# Solving the terminal velocity equation with a initial velocity.

I was trying to create a better answer for this Stack Overflow question. I wanted to give the person a example of code using air resistance however every example on the net I find shows the formula : $$v(t) = \frac{1}{\alpha}\tanh(\alpha g t)$$ That assumes 0 starting velocity, I noticed they had "Parachute" variables so I assumed at some point in the future a parachute would be opened.

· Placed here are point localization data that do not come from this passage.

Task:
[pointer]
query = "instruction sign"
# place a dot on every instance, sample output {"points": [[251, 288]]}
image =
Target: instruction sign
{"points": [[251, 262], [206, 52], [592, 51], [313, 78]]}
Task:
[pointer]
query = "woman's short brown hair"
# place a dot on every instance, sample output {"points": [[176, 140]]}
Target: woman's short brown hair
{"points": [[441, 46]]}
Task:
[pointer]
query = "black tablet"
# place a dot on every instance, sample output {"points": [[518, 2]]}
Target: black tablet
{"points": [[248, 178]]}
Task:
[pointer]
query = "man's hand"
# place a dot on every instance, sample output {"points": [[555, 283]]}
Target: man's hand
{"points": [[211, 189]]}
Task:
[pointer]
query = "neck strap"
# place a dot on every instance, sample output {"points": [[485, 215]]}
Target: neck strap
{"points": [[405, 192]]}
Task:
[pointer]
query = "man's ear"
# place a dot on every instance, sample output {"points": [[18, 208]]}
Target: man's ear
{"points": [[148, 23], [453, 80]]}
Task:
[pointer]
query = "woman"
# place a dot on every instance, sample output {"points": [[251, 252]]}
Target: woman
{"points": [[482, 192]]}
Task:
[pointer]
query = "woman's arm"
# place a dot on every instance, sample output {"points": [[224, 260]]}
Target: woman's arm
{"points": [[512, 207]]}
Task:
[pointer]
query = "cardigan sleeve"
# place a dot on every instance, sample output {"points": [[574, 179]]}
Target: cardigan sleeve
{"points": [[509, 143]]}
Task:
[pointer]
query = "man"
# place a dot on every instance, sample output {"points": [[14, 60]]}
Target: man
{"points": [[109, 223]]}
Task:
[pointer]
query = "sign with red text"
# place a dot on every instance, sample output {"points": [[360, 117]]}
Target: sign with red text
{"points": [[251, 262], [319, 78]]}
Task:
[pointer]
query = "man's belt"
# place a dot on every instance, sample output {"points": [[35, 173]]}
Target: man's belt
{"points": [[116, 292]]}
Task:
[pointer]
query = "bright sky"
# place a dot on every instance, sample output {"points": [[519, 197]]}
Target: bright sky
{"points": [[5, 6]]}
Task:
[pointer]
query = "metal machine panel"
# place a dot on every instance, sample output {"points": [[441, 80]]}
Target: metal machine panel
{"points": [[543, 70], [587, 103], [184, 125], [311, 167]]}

The problem I encounter is that I no longer have a starting velocity and time of 0, I tried to follow the derivation on the Terminal Velocity Wikipedia page but it has been too long and I do not know my calculus well enough anymore to change

$$t-0={1 \over g} \left[{\ln \frac{1+\alpha v^\prime}{1-\alpha v^\prime} \over 2\alpha}+C \right]_{v^\prime=0}^{v^\prime=v_t}$$

into

$$t-t_i={1 \over g} \left[{\ln \frac{1+\alpha v^\prime}{1-\alpha v^\prime} \over 2\alpha}+C \right]_{v^\prime={v_i}}^{v^\prime=v_t}$$ The farthest I got trying to find $v(t)$ was $$v(t) = \frac{1}{\alpha}\tanh(\alpha g t) , t < t_p$$ $$t - t_p=\frac1{\alpha g}({\mathrm{arctanh}(\alpha v)}-\mathrm{arctanh}(\alpha v_p)), t >= t_p$$

Can anyone help me out with the last steps, and please show the intermediate steps so I can learn how to do similar things in the future.

Also any help on finding $x(t)$ would be appreaceated too as I know I will likely have trouble finding that too.